This is a long winded diatribe to reach a simple, but starkly obvious, conclusion.

In the innocent days of 1958, wages accounted for half of America’s gross domestic product. Today, thanks to the onward march of globalisation and technology, labour’s share of the pie has fallen inexorably to 42 per cent, a trend that has been repeated in many other countries. Read more

Milton Friedman certainly has a lot to answer for.

"The success of the article was not because the arguments were sound or powerful, but rather because people desperately wanted to believe. At the time, private sector firms were starting to feel the first pressures of global competition and executives were looking around for ways to increase their returns. The idea of focusing totally on making money, and forgetting about any concerns for employees, customers or society seemed like a promising avenue worth exploring, regardless of the argumentation...Even better for executives, the article proposed that, to ensure that the firms would focus solely on making money for the shareholders, firms should turn the executives into major shareholders, by affording them generous compensation in the form of stock. In this way, the alleged tendency of executives to feather their own nests would be mobilized in the interests of the shareholders."
http://www.forbes.com/sites/stevedenning/2013/06/26/the-origin-of-the-wo...

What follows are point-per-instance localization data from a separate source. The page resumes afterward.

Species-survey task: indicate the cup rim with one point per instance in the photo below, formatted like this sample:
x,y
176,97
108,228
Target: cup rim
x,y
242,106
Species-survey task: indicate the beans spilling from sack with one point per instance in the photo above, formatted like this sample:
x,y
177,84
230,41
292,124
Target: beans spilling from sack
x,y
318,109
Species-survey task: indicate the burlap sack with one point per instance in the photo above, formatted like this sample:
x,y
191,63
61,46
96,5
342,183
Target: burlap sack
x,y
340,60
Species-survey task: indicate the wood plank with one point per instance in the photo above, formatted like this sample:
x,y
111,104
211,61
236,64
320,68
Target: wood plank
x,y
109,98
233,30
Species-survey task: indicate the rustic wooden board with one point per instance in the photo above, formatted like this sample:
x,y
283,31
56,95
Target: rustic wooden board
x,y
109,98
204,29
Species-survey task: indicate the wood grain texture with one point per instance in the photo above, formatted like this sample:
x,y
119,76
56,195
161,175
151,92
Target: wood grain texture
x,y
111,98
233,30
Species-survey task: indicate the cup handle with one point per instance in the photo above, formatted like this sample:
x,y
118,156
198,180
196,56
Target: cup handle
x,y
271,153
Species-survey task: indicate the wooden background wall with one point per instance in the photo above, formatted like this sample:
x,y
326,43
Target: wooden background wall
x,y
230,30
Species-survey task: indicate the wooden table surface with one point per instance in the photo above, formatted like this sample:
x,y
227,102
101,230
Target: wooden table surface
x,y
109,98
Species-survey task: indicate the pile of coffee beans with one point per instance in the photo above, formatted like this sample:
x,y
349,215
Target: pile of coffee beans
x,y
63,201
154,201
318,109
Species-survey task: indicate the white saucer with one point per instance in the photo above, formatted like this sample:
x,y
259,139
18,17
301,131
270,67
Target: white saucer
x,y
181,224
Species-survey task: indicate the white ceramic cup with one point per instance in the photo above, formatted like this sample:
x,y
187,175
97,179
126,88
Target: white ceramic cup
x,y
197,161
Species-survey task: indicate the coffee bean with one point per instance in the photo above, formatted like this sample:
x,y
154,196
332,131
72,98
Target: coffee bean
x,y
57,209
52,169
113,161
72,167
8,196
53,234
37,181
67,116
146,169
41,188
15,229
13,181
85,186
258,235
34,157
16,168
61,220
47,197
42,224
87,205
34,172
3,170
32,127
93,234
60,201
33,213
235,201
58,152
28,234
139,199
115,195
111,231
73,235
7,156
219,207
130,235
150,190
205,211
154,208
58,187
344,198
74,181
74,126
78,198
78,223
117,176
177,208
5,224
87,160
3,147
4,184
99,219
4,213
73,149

These clowns never cease to amaze me. Over the past three decades the economics profession has been unrelenting in its espousal of the doctrine of squeezing unit labour costs and fiscal austerity and are apparently mystified by the only logical outcomes of the policies they advocate. What do they expect from the restraint of the two economic sectors with the highest marginal propensity to consume (labour and the government) would be?

Agree, but only some of the economics profession....

The current fractional reserve banking system needs exponential debt creation in order to function. I would suggest that we are now getting close to the limits of this Ponzi scheme.

The current fractional reserve banking system needs exponential debt creation in order to function.

Doesn't exist and the atrophied remnants in the US are overwhelmed by the BoE create it 'as and when' policy claim.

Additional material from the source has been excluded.